We classified the evidence found into 12 distinct diagnostic test classes based on the shared commonalities of the index test assessed in the context of that study. Table 1 describes each diagnostic test class, and the number of studies and observations for which data was available for each class.
Pooled analyses and clinical utility models
We carried out pooled analyses for each diagnostic test class to evaluate their diagnostic accuracy and clinical utility. Diagnostic accuracy estimates were generally high and similar across classes: 11 out of 12 classes showed a summary sensitivity estimate of at least 92% and a specificity estimate of at least 99%. The LAMP test class had the lowest summary estimate for sensitivity (87%) whilst the minimum estimate for specificity was for dRT-PCR (83%). The area under the curve (AUC) values of the summary receiver operating characteristics (ROCs) showed a minimum value of 0.98, which is far greater than the reference value of 0.70 for risk prediction in diagnostic tests13.

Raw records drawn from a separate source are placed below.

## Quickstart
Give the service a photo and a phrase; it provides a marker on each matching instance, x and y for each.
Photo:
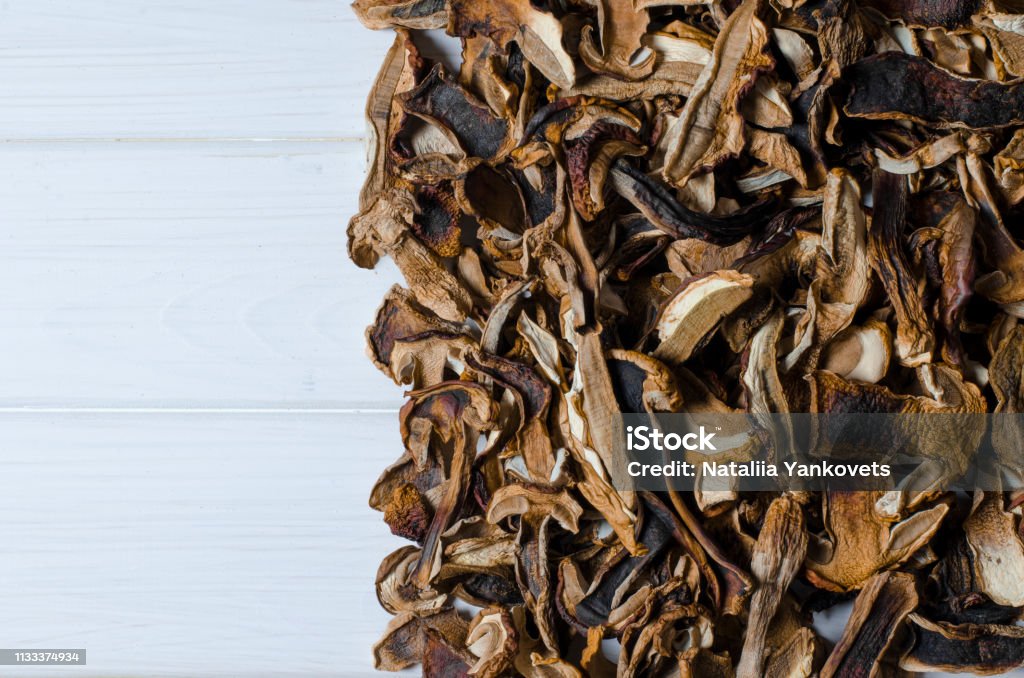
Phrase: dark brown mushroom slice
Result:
(589, 158)
(407, 640)
(442, 659)
(895, 85)
(453, 415)
(436, 219)
(947, 13)
(914, 337)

Clinical utility modelling showed greater variability across the 12 diagnostic test classes. The probability modifying plots for test classes such as Automated RT-PCR Systems, RT-qPCR and RT-RAA suggest that positive and negative test results are equally informative. The plots for five other classes indicated that the tests have marginally more informative positive results than negative. Commercial RT-PCR Kits, LAMP and RT-LAMP are the most skewed classes towards informative positive results. Likelihood ratio scattergrams indicated that, with the exception of LAMP, all the evaluated test classes were likely to be useful for both confirmation and exclusion of disease. Similarly, Fagan plots showed that for patients who were under suspicion of infection, the probability of having the disease was reduced to 0% when the test result was negative for all tests classes, with the exception of LAMP. With regard to positive post-test probability, only the RT-nPCR class showed a maximum value of 100%, indicating that in patients who are suspected of infection, the probability of having the disease was 100% after a positive test. The second highest post-test probability was showed by the Commercial RT-PCR Kits and other test classes such as Automated RT-PCR Systems, Different RT-PCR Methods, POCT Systems, LAMP, TMA and CRISPR had a positive post-test probability of at least 90%. Table 2 summarises the pooled estimates of sensitivity and specificity and the results of the different clinical utility models for the 12 different diagnostic test classes.

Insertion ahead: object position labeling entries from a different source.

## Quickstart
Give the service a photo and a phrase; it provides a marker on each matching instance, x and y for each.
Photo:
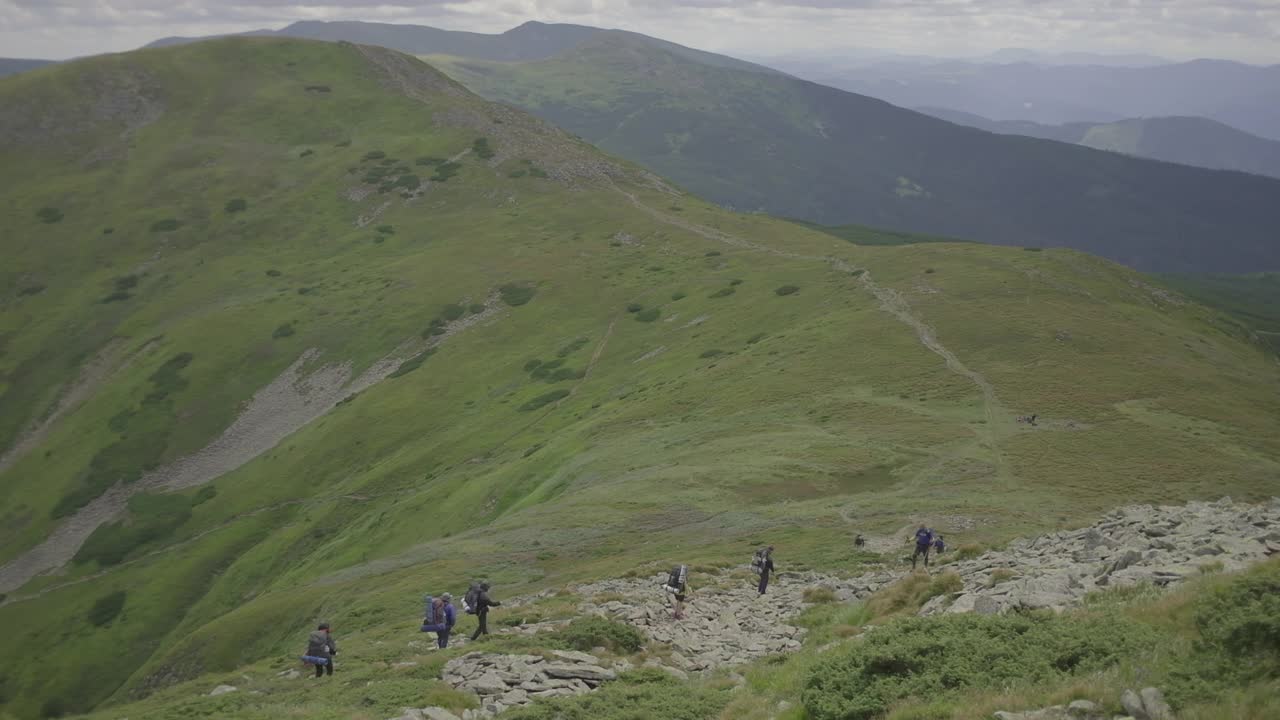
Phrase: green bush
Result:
(543, 400)
(938, 656)
(412, 363)
(516, 295)
(446, 171)
(481, 147)
(640, 693)
(106, 609)
(1239, 638)
(586, 633)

In order to facilitate the translation of the results into clinical settings, we estimated the positive and negative predictive values of all diagnostic test classes across a range of prevalence rates. Certain diagnostic test classes were found to retain positive predictive values (PPV) of 100% throughout the investigated prevalence spectrum. These technologies include Commercial RT-PCR Kits, POCT Systems, Different RT-PCR Methods, RT-nPCR and LAMP. However, there is variation in the negative predictive values (NPV) across the prevalence spectrum, with Commercial RT-PCR Kits, POCT Systems, Different RT-PCR Methods and RT-nPCR retaining a minimum value of 94% at the highest threshold of 50% prevalence. A graphical representation of the PPV and NPV across the prevalence rates for the test classes can be found in Figure 1 and 2.

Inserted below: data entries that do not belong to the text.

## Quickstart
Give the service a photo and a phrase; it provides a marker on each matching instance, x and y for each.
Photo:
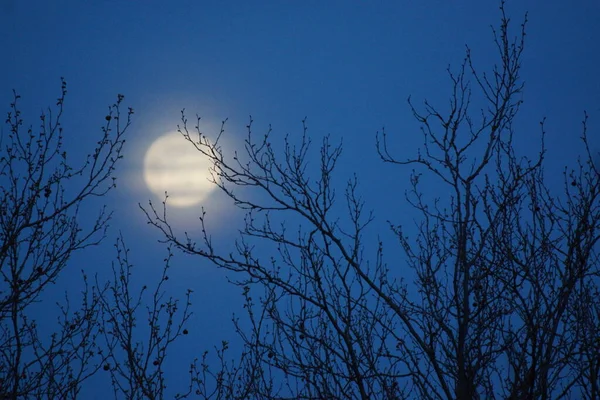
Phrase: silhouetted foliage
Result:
(501, 297)
(41, 196)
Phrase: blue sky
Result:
(348, 66)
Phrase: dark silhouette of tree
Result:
(504, 300)
(41, 197)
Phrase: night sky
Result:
(348, 66)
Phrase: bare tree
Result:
(41, 195)
(505, 300)
(136, 348)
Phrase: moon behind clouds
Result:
(173, 164)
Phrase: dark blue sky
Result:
(347, 65)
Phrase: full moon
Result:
(173, 164)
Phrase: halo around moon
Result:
(174, 165)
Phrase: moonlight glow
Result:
(173, 164)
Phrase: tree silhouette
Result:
(41, 196)
(503, 303)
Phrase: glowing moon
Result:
(173, 164)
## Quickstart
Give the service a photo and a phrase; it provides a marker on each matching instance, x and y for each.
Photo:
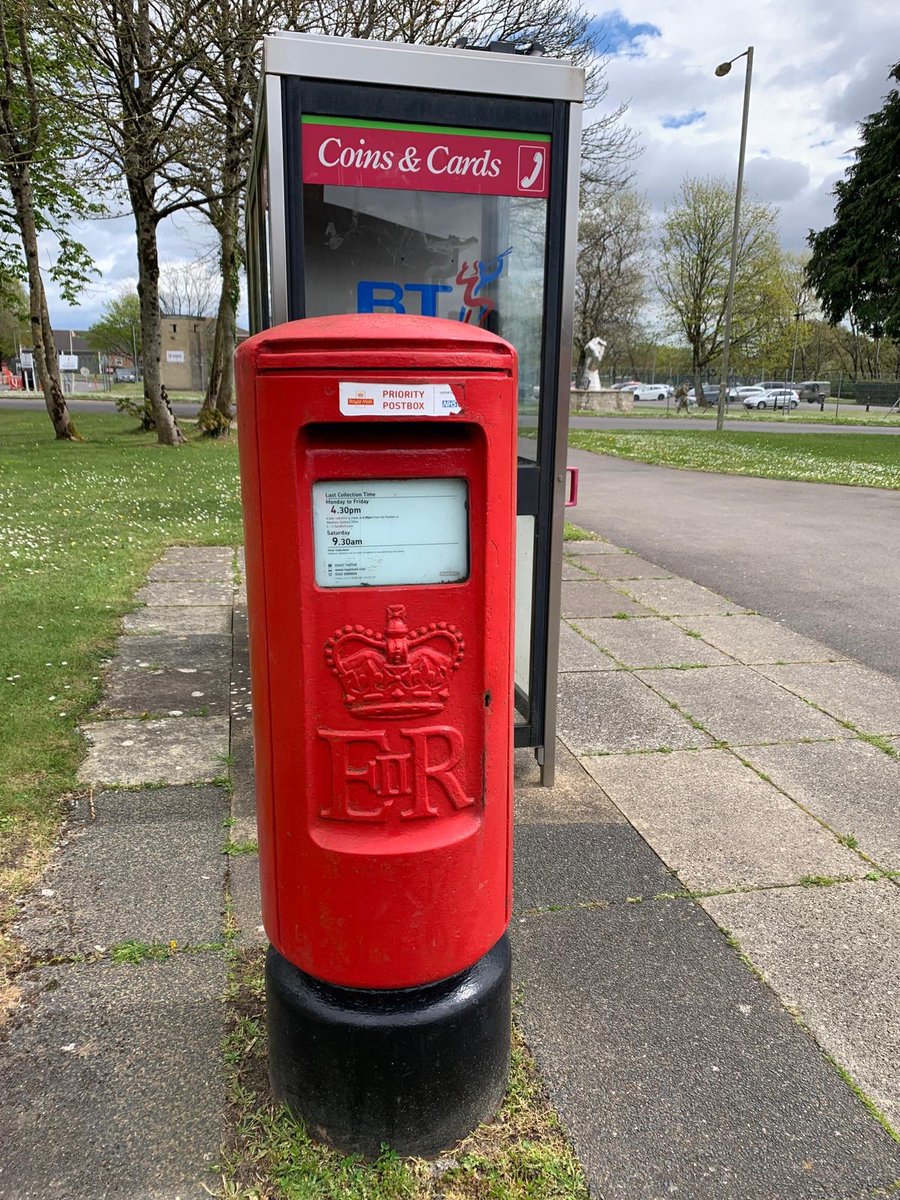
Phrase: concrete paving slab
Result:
(574, 799)
(757, 640)
(573, 846)
(177, 750)
(185, 593)
(621, 565)
(216, 571)
(144, 867)
(714, 822)
(741, 707)
(113, 1085)
(246, 901)
(675, 598)
(850, 785)
(576, 653)
(179, 619)
(652, 642)
(677, 1073)
(847, 690)
(575, 864)
(612, 711)
(834, 953)
(196, 555)
(593, 598)
(591, 546)
(573, 571)
(187, 653)
(132, 693)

Evaluation of the methodological quality of the included studies and publication bias
The quality of the extracted observations was assessed using the Quality Assessment of Diagnostic Accuracy Studies 2 (QUADAS-2) tool14. The patient selection domain had the most observations at high or unclear risk of bias (70%). The majority of the included studies in this review followed a case-control design (59/103), which in this context means the population would have consisted of some subjects known to have COVID-19 (‘cases’) and some subjects known to be free of disease (‘controls’). Studies of this design less closely reflect the real-world application of these tests and increase the likelihood of variation of the test performance in a clinical setting. Similarly, in the index test domain, 64% of the observations were classified as a high or unclear risk of bias. As with patient selection, the classification was based on concerns originating from study designs where the index test was not carried out without prior knowledge of the disease status or reference standard test result. In comparison, the majority of observations had clear reporting of the reference standard, used an appropriate time interval between the index test and reference standard being carried out and clearly accounted for all recruited patients in their reported results. We therefore classed most studies as low risk of bias in the reference standard (82%) and flow and timing domains (65%). Low applicability concerns were generally reflected across the patient selection (93%), index test (97%) and reference standard (98%). Publication bias was assessed for each of the delineated diagnostic test classes using the Deeks’ funnel plot asymmetry. A significant publication bias was found in the following classes: POCT Systems, Different RT-PCR Methods, RT-qPCR and CRISPR. This suggests that studies with positive results are more likely to be published for those classes than studies indicating more negative results.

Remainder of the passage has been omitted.